Work-Energy(Polar Coordinates)

[Dynamic24]

Homework Statement

A 5kg box is started at the top of a spiral slide at t=0 with a speed of 15m/s. The spiral has a radius, r=2m, and it's height is given by z=-.4Θ where z is in meters and Θ is in radians. The slide has a wall and a floor with a coe. of friction of .3

a) With no friction, what is the speed of mass when Θ=2pi?
b)With no friction, what is the speed of the mass when t=.5s?

c)With friction only between the floor and mass where does the mass stop and at what time?

e)With friction only between the wall and the mass, what is the final speed of the mass?

Homework Equations

z=-.4Θ
W=ſFds
W=1/2mv^2-1/2mv^2

The Attempt at a Solution

Basically the polar coordinates throw me off. With out friction the only force is gravity. So can I just integrate to get my function which defines the position?

 

[Chrisas]

With out friction the only force is gravity. So can I just integrate to get my function which defines the position?

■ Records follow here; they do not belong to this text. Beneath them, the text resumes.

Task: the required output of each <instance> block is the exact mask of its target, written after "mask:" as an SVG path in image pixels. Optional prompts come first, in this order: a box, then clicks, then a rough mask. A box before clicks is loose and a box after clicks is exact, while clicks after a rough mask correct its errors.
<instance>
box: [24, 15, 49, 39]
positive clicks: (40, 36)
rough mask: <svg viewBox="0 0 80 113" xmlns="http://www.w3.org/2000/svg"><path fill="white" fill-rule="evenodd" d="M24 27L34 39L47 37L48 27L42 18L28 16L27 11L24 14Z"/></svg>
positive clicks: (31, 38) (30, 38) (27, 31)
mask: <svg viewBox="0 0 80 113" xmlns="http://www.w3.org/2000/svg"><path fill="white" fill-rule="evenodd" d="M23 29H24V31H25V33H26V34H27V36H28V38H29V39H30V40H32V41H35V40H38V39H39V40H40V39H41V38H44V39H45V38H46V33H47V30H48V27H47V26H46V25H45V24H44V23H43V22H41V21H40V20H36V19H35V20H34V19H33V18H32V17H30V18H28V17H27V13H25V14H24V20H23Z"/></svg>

There is another force from the outside wall of the slide. Otherwise nothing would be causing the box to rotate as it goes down the slide.

 

[Chrisas]

With no friction in part a, you can just use conservation of energy to get the speed.

 

[Dynamic24]

Yes, I got that now do I need to put z=-.4Θ with a radius 2m into vectors to find the velocity at t=.5sec

 

[Chrisas]

I'm not sure this is the best way to do it, but I made a position vector in cylindrical coordinates using the givens of the problem. Next I differentiated the position vector twice to get acceleration. Multiplied that by mass and set equal to the sum of forces. Equating components gives you three equations of which you only need to use two to find the angular acceleration which is constant. Integrate that to find angular velocity as a function of time. Use the velocity vector along with initial speed to find the initial angular velocity needed to find the constant of integration. Now you can find the angular velocity at any time t and thus the speed.

However, that seems a lot of work for a problem that is labeled as "Work-Energy". I'm not sure how to use work-energy considerations to simplify the above.